I think for me to be back in Milan is very symbolic. I am Milanese, and I spent many years in northern Europe, in places like Berlin, Amsterdam, Leipzig, and now I am back here. Returning to Milan and being at La Scala feels very natural to me. I have known this theater for many years. When I was at the conservatory, my father, Luciano Chailly, was the Artistic Director of La Scala. So I have been coming to La Scala since I was a boy, and saw and heard many operas, ballets, and of course symphonic concerts. So it feels very natural for me be in this position in Milan.

And Lucerne is also a very special place for me. The fact that the great Italian maestros, Toscanini and Abbado, are my predecessors is of course very significant. Because of this, I feel a lot of additional responsibilities on my shoulders, but it is a very positive weight.

---The Lucerne Festival was very supportive in helping the revival efforts of the 2011 Great Tohoku Earthquake through a project called “ARK NOVA.” You were also in Japan just the week before. What does this mean to you?

It is great sadness for someone to experience a tragedy such as an earthquake. In Leipzig we dedicated Bruckner’s 8th Symphony to the victims of the earthquake and tsunami. And I remember clearly how emotional this performance was. I love Japan and know the country very well, and I was touring there immediately before the event.

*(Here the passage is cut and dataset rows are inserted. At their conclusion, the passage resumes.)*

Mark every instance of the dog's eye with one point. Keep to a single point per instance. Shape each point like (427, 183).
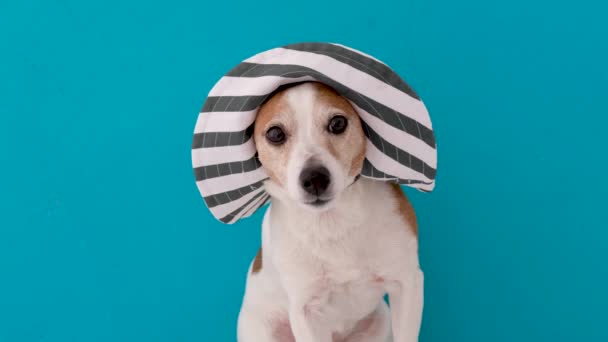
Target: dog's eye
(275, 135)
(337, 124)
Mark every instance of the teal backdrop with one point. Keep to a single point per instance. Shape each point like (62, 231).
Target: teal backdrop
(103, 235)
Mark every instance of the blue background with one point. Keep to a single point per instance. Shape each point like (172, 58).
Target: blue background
(103, 235)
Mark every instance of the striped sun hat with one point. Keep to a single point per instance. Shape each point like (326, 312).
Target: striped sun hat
(400, 140)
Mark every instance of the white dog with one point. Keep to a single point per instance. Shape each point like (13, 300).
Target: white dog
(333, 244)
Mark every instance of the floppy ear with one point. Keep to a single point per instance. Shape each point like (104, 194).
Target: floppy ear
(400, 140)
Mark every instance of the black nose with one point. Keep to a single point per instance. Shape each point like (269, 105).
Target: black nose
(315, 180)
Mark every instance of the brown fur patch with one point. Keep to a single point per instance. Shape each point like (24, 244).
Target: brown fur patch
(267, 112)
(257, 262)
(405, 208)
(329, 97)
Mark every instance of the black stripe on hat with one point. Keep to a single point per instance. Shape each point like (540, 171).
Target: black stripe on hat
(231, 195)
(366, 64)
(217, 139)
(229, 217)
(225, 169)
(379, 110)
(369, 170)
(404, 158)
(232, 103)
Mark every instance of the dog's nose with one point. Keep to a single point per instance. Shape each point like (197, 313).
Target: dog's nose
(315, 180)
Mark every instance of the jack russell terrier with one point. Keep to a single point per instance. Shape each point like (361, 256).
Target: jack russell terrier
(333, 244)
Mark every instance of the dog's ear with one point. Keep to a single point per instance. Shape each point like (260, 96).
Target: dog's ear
(401, 143)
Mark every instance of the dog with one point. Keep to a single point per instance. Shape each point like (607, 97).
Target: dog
(333, 244)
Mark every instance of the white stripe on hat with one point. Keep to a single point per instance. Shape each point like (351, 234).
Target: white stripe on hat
(405, 142)
(218, 185)
(224, 121)
(350, 77)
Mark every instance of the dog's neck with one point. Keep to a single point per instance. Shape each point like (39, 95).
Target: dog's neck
(356, 207)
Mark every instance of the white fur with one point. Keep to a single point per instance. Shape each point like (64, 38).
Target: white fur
(325, 271)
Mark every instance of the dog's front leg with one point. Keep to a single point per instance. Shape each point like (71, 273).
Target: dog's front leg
(305, 314)
(406, 301)
(306, 328)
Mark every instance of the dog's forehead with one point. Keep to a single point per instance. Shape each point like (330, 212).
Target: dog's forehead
(315, 98)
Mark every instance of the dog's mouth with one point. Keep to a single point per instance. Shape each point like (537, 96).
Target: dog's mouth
(318, 202)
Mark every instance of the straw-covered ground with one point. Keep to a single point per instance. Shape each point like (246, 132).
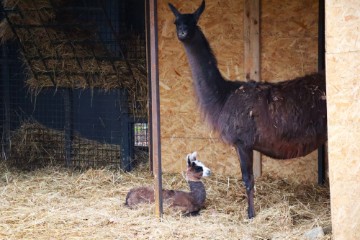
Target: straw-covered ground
(57, 203)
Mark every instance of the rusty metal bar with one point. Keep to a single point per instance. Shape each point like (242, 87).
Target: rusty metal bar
(321, 67)
(155, 107)
(148, 67)
(252, 55)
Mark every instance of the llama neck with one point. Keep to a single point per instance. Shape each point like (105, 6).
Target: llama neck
(197, 191)
(210, 86)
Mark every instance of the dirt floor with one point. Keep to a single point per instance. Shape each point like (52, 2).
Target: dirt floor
(56, 203)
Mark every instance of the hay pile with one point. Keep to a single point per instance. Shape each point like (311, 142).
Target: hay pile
(55, 203)
(61, 50)
(34, 146)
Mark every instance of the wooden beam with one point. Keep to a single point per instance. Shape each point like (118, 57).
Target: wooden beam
(252, 55)
(155, 107)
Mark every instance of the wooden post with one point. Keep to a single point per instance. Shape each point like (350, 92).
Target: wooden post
(252, 55)
(155, 107)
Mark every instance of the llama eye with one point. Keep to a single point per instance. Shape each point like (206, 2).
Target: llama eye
(198, 169)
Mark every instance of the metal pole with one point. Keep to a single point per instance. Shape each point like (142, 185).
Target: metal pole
(148, 67)
(321, 67)
(155, 107)
(252, 56)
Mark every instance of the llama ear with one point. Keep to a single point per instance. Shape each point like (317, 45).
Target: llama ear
(193, 156)
(199, 11)
(174, 10)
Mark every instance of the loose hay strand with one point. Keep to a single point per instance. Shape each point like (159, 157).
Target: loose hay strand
(56, 203)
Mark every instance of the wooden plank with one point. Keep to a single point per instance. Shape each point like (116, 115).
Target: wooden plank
(252, 55)
(155, 107)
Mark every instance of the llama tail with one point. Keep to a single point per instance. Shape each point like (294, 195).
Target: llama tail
(126, 200)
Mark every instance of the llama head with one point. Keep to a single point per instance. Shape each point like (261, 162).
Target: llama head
(186, 24)
(195, 168)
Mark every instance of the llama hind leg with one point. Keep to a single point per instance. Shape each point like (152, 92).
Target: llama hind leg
(246, 163)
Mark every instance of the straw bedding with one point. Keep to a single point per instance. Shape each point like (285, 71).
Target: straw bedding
(56, 203)
(73, 57)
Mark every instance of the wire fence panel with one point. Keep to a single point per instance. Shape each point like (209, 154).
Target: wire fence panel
(73, 84)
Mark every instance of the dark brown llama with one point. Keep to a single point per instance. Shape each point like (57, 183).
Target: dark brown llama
(281, 120)
(189, 203)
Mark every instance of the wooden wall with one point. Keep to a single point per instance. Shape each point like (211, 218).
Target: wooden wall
(343, 101)
(288, 50)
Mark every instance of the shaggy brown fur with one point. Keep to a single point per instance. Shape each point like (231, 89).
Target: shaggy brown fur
(186, 202)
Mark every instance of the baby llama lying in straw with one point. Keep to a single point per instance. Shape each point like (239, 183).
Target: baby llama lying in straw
(189, 203)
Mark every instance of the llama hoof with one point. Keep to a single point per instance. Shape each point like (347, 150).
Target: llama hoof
(251, 214)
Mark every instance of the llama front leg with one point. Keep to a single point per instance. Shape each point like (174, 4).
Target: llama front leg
(246, 163)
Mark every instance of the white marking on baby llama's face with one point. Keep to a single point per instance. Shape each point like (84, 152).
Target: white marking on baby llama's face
(192, 158)
(206, 170)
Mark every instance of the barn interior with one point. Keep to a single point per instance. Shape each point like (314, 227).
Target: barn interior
(75, 98)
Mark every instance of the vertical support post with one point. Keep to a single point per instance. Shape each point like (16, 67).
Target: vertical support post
(69, 125)
(126, 131)
(321, 67)
(148, 66)
(252, 55)
(6, 103)
(155, 107)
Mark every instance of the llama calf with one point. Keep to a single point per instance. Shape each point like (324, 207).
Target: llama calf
(189, 203)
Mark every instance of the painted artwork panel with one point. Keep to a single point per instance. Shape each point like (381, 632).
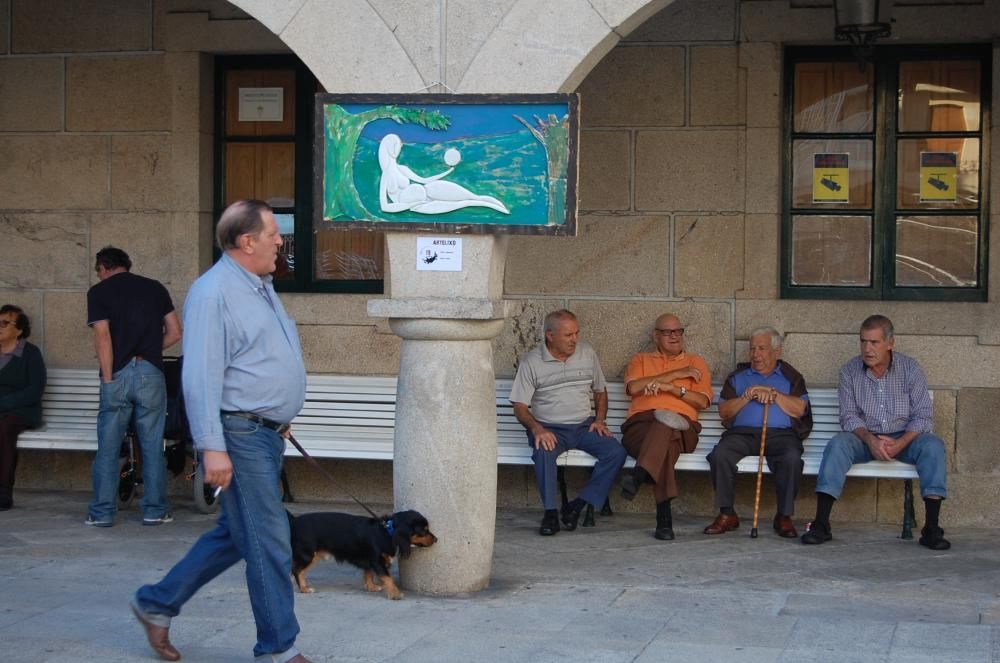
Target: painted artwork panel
(457, 163)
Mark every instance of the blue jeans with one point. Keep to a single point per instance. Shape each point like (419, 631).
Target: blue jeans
(609, 453)
(925, 451)
(138, 392)
(253, 527)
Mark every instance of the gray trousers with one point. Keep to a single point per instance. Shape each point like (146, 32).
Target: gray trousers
(783, 451)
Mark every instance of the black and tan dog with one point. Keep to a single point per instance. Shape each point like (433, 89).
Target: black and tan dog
(368, 543)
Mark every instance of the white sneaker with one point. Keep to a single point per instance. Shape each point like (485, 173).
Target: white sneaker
(162, 520)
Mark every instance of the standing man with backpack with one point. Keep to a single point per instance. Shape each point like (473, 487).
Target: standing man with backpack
(133, 321)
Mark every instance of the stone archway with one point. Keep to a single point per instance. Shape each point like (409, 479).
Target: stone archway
(505, 46)
(445, 409)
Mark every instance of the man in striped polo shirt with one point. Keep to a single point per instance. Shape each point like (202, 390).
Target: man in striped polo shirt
(556, 380)
(885, 414)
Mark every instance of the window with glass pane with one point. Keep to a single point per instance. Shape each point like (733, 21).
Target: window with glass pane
(265, 151)
(884, 174)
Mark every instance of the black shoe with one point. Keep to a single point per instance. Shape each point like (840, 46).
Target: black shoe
(816, 534)
(550, 523)
(934, 539)
(629, 487)
(570, 518)
(664, 533)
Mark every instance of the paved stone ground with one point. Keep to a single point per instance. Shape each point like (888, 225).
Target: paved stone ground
(612, 593)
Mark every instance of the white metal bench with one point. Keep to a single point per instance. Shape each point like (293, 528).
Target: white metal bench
(353, 417)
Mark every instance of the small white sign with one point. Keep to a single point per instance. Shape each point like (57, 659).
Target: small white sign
(261, 104)
(439, 254)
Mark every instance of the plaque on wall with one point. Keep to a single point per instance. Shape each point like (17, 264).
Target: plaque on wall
(447, 163)
(261, 104)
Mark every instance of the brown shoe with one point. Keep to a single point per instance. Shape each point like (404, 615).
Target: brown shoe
(784, 527)
(723, 523)
(158, 636)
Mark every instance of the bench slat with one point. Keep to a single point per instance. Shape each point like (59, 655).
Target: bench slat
(353, 416)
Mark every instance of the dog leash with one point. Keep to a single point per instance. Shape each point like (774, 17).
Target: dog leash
(311, 460)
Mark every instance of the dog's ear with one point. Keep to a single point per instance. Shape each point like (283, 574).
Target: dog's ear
(401, 539)
(403, 530)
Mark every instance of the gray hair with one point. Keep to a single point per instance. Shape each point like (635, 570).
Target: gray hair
(776, 338)
(555, 317)
(878, 322)
(244, 217)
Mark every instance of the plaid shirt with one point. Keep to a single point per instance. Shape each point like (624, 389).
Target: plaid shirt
(896, 402)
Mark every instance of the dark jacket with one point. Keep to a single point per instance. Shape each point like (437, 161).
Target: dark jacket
(22, 382)
(803, 425)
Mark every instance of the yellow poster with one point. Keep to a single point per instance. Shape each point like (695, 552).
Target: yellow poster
(830, 178)
(938, 171)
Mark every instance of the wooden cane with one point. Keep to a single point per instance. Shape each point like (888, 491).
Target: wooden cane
(760, 474)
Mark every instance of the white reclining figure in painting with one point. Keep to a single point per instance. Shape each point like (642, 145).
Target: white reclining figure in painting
(401, 190)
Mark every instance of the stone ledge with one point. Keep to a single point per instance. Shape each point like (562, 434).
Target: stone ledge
(438, 308)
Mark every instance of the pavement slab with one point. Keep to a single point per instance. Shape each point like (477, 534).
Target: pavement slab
(606, 594)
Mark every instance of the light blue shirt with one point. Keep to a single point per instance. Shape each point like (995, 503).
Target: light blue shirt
(896, 402)
(241, 352)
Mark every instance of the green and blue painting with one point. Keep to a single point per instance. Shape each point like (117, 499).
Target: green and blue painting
(504, 164)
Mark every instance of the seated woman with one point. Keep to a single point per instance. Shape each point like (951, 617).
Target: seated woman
(22, 380)
(668, 389)
(402, 190)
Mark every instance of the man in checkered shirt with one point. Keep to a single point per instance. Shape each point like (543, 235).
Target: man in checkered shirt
(885, 414)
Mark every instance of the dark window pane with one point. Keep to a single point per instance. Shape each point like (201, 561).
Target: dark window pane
(831, 250)
(939, 95)
(936, 251)
(805, 175)
(925, 179)
(833, 97)
(349, 255)
(285, 266)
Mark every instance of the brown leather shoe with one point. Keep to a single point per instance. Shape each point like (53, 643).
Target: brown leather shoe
(784, 527)
(723, 523)
(158, 636)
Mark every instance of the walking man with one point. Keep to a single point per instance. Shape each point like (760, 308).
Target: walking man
(244, 380)
(133, 321)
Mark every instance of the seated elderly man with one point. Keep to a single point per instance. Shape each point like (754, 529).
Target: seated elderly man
(885, 414)
(669, 387)
(765, 383)
(556, 380)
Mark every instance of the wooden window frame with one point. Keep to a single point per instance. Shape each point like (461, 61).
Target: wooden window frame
(884, 212)
(303, 279)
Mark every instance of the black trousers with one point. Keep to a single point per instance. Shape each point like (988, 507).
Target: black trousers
(783, 451)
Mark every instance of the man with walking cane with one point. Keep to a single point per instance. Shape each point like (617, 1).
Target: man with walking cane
(244, 380)
(764, 392)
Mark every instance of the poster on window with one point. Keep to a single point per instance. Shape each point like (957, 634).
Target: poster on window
(447, 163)
(938, 171)
(831, 182)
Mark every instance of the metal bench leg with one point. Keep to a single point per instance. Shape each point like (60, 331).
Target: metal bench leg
(606, 509)
(909, 517)
(286, 488)
(561, 476)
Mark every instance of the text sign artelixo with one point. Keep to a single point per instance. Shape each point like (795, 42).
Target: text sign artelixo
(447, 163)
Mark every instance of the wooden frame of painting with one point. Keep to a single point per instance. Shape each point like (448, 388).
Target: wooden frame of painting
(447, 163)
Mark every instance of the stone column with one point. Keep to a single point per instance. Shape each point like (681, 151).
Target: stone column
(445, 448)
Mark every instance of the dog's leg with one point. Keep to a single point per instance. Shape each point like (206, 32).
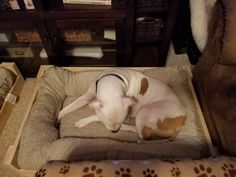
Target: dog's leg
(126, 127)
(79, 102)
(85, 121)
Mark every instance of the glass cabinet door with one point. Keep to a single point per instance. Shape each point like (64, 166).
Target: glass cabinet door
(22, 45)
(88, 42)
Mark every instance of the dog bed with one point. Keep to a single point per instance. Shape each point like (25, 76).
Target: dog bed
(11, 84)
(43, 140)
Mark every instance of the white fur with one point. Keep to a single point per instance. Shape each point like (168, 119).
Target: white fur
(112, 98)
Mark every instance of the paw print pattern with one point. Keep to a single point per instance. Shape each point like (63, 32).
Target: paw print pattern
(65, 169)
(175, 172)
(92, 172)
(149, 173)
(229, 170)
(123, 172)
(202, 171)
(40, 173)
(172, 161)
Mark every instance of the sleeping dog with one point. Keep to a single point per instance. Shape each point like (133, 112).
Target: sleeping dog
(120, 93)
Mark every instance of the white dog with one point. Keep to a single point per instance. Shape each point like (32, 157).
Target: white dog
(120, 93)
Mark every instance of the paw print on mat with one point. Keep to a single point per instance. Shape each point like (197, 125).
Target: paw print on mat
(202, 171)
(175, 172)
(229, 170)
(149, 173)
(65, 169)
(92, 172)
(123, 172)
(40, 173)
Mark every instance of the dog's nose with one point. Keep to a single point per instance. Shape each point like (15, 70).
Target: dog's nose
(114, 131)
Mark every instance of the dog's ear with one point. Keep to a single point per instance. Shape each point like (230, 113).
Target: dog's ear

It deeply saddens me to think of such tragedy happening in a place you know so well. Music cannot not give an answer. But it is able to heal the soul. It can give positive energy and also hope. This idea of a transportable concert hall, ARK NOVA, is very creative and it is also not subjected to destruction. I also hear that Japan is progressively reviving and building a new future. And I am certain that Japan has the world’s leading technology in anti-seismic structures. I cannot foresee the future but I only pray that such tragedy never happens again…

---Italy also faces the same risks and problems.

Yes - recently Aquila and Amatrice were struck severely. The problem in Italy is that the recovery process is extremely slow. It is a pity for Italians. The people of these regions have been living in difficult conditions for more than a year. This is a grave problem.

---I sense that you are very fond of Japan, but are there particular things you look forward to in your trip to Japan?

Yes, very much. Me and my wife Gabriella, we both love Japanese food. The other thing is the sense of respect Japanese people have for one another. A civic respect - even in a heavily-populated city like Tokyo, you never feel disturbed. We really admire this. And also the number of fantastic concert halls just amazes me - so many more than in Europe. And I never forget the warmth of the Japanese audience. Their discipline, the silence during the performance, and their respect… you feel the public with you even if they are silent. And the explosion of enthusiasm when the music ends. Every time I feel rewarded when I perform in Japan.